Please refer to the Release Notes for full details.
Download the current release at https://developer.nvidia.com/nvidia-hpc-sdk-downloads.
View the current documentation.
Please refer to the Release Notes for full details.
Download the current release at https://developer.nvidia.com/nvidia-hpc-sdk-downloads.
View the current documentation.
CMake support for C++23 standard with NVHPC is coming soon: NVHPC: Record C++23 support (!9859) · Merge requests · CMake / CMake · GitLab
Could NVIDIA please document the necessary --gcc-toolchain=/path/to/gcc12
so that C++23 etc. support is actually usable.
Hi Scivision,
Apologies, but I’m not clear on what you would like documented. We don’t document CMake since it’s not our product (though we do have folks that work with kitware), and the “–gcc-toolchain” flag is documented, but not always necessary.
The core issue is that in order to be interoperable with GNU g++, nvc++ must use the g++ header files. Hence our language level support depends on the g++ version nvc++ is configured to use. By default, nvc++ will use the system header files.
If you need to configure nvc++ to use a non-default g++, then you would either add the “–gcc-toolchain” to this location, or update the compiler’s local config file ( found under “~/.config/NVIDIA//localrc.”). If you don’t want the localrc file to apply to all compiles, you can create a new config and then use the environment variable NVLOCALRC to point to new config.

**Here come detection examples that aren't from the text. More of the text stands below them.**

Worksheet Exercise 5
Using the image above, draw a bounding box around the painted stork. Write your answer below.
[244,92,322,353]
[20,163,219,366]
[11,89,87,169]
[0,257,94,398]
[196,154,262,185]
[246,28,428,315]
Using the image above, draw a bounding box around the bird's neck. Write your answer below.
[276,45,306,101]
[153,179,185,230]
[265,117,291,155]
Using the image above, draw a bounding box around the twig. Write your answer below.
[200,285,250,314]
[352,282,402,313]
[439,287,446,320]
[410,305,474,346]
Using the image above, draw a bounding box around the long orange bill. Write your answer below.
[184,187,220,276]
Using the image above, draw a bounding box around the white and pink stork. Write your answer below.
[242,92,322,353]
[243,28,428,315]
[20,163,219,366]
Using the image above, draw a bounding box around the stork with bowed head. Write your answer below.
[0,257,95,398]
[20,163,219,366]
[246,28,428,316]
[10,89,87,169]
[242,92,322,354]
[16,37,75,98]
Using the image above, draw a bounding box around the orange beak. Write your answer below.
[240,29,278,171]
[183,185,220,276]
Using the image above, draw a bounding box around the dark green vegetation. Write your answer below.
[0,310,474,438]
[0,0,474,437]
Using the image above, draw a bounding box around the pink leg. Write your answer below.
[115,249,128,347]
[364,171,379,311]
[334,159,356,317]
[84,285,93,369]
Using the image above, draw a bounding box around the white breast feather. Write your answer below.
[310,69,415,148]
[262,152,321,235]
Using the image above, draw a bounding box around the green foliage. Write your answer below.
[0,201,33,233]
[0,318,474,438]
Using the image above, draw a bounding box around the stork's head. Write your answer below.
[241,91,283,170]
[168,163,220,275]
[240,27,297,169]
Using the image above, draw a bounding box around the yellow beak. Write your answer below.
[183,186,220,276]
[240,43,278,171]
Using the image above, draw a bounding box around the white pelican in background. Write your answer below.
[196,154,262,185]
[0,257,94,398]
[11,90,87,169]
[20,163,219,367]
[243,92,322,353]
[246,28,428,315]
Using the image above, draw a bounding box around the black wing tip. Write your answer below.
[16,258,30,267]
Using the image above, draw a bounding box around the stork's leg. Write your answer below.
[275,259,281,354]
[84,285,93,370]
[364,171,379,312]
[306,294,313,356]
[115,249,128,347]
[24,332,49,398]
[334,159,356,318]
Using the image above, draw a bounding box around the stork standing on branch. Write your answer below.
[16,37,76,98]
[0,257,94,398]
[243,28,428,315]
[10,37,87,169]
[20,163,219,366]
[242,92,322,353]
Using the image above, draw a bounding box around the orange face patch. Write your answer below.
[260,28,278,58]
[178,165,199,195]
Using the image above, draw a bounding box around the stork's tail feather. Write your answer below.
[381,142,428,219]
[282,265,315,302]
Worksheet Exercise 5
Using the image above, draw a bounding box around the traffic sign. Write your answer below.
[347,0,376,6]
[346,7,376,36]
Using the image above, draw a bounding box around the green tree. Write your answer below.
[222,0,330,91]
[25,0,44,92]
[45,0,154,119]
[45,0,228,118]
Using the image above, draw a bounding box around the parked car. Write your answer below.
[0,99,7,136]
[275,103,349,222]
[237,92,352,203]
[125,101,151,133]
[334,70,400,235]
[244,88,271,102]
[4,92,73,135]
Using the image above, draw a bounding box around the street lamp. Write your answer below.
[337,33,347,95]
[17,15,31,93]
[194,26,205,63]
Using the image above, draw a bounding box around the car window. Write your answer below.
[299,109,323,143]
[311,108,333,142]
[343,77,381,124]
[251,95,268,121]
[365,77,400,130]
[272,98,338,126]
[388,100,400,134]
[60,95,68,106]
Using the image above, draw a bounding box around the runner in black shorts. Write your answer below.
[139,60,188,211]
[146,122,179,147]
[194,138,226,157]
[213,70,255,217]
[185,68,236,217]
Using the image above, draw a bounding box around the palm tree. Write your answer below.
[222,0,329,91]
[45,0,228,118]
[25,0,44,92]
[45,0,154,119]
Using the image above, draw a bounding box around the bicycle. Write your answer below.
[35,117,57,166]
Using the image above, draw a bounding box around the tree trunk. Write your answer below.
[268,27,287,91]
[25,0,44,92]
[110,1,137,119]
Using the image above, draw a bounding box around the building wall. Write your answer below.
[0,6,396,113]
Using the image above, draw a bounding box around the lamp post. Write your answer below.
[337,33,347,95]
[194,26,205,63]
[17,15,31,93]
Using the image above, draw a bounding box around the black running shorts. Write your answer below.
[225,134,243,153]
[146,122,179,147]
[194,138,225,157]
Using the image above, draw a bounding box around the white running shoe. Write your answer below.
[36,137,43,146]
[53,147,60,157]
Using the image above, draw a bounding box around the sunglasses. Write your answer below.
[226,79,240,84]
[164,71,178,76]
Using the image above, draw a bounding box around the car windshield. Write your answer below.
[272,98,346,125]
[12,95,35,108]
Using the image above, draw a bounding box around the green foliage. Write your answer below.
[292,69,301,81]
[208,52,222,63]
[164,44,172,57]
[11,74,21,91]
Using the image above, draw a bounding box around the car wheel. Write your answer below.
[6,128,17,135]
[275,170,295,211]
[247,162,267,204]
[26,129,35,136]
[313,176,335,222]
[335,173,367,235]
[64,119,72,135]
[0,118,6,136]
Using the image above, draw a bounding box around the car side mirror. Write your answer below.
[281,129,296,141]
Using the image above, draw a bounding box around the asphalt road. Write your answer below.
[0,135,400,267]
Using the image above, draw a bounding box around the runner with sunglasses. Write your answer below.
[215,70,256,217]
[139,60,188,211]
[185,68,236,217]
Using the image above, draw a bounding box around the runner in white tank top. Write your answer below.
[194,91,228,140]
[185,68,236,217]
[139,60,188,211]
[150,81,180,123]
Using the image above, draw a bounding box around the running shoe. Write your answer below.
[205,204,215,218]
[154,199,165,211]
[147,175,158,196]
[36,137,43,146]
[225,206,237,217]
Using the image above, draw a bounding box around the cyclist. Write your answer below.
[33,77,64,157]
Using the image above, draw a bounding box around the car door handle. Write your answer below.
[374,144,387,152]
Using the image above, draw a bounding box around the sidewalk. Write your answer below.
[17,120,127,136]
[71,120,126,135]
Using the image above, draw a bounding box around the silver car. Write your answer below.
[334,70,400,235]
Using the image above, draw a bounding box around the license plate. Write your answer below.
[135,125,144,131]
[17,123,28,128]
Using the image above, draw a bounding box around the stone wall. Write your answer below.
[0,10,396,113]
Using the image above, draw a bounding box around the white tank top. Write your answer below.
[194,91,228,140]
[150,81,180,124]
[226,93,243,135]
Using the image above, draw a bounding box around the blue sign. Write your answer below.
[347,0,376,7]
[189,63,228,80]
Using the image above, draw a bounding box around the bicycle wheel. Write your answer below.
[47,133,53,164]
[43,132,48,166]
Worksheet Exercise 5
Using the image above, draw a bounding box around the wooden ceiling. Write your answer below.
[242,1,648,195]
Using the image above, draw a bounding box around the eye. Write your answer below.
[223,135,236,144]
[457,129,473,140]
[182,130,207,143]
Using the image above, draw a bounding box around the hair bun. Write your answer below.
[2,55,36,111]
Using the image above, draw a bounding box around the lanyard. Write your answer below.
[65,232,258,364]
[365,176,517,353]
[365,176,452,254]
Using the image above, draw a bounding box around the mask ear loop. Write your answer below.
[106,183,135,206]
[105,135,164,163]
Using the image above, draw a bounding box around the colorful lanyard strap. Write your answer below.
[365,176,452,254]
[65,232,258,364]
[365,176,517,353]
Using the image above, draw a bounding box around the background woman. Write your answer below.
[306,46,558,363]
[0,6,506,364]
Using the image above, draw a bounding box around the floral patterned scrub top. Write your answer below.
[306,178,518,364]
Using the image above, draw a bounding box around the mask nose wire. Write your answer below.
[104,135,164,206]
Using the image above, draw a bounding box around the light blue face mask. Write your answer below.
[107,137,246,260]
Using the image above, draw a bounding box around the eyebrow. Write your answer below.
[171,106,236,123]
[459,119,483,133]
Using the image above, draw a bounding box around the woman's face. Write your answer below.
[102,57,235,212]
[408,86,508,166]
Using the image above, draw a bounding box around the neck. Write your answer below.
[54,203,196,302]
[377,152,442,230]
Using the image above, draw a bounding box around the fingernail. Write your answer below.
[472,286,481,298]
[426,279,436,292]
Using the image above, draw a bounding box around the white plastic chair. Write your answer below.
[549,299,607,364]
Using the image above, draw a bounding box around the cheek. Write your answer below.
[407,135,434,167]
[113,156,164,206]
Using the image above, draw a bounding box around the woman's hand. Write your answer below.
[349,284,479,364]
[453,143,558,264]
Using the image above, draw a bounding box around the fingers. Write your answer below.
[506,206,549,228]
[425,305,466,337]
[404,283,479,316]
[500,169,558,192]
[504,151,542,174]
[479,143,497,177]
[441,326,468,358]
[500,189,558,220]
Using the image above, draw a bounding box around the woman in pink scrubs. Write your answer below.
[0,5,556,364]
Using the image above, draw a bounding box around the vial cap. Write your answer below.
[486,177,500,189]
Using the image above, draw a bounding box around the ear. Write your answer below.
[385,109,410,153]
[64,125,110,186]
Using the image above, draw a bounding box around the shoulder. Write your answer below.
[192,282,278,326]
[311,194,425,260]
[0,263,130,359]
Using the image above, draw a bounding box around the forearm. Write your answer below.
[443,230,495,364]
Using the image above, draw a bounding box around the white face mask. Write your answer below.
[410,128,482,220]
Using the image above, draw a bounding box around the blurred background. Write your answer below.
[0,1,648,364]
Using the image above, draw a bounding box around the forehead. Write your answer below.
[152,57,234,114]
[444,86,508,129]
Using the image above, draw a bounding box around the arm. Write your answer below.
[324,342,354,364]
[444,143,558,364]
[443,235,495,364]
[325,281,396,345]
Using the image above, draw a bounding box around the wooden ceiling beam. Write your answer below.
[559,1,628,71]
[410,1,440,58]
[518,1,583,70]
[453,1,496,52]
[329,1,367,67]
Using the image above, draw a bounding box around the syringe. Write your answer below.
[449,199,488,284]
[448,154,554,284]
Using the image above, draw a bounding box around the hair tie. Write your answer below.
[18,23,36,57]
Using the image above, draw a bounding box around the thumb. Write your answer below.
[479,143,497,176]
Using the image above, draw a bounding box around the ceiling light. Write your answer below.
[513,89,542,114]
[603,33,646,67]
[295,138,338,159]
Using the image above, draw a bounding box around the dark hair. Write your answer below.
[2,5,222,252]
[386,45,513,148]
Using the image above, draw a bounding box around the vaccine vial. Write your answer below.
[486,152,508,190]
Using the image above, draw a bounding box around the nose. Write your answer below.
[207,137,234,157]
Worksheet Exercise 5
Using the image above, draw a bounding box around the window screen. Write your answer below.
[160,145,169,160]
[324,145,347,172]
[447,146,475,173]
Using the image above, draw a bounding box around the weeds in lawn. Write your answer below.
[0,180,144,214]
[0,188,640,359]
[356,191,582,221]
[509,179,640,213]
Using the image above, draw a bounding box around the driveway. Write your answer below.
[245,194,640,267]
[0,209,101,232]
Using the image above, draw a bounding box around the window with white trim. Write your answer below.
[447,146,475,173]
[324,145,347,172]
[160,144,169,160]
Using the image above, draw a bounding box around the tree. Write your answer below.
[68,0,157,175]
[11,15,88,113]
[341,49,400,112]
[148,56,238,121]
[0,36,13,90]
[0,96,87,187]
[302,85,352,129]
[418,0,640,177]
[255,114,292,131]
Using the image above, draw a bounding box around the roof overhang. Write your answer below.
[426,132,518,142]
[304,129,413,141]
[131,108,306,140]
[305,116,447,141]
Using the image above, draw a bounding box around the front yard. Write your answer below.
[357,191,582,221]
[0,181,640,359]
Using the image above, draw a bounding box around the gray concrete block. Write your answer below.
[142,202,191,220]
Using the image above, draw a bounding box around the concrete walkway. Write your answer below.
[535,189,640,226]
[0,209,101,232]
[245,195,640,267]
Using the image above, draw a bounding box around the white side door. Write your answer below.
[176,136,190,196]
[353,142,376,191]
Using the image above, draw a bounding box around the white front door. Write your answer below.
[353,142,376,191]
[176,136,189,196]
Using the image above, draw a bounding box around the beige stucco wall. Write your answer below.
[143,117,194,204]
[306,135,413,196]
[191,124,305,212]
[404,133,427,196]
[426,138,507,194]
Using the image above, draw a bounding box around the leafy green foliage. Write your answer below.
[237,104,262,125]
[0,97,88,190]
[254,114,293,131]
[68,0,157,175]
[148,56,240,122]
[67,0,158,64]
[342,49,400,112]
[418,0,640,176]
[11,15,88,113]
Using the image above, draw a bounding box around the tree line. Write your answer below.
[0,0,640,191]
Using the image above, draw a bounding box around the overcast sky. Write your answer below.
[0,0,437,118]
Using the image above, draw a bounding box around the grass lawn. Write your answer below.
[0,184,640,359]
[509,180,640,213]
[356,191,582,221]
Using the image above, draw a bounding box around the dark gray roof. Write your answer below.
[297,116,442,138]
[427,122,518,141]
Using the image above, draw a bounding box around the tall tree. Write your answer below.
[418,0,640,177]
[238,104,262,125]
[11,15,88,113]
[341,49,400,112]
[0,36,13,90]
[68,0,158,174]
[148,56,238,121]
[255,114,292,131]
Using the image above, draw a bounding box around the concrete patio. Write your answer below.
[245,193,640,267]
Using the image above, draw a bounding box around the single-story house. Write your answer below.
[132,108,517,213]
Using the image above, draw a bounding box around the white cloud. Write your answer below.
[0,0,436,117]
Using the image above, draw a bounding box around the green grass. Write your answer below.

Documentation for this configuration process is something we lack, is this what you’re looking for?
Thanks,
Mat
I have a Fortran code with OpenACC that is designed to run either on a GPU or a multicore CPU by simply changing the compiler flag (acc=gpu
or acc=multicore
). Until NVHPC version 24.5, the acc=multicore -cuda
flags correctly parallelized the code on CPU cores. However, starting from version 24.7 (and also in 24.9), the acc=multicore -cuda
flags parallelize it on the GPU. I can exclude the -cuda
flag to prevent it from running on the GPU, but that’s inconvenient because I have some variables declared as “pinned” that are not recognized without the -cuda
flag. Was this an intentional change starting from NVHPC 24.7?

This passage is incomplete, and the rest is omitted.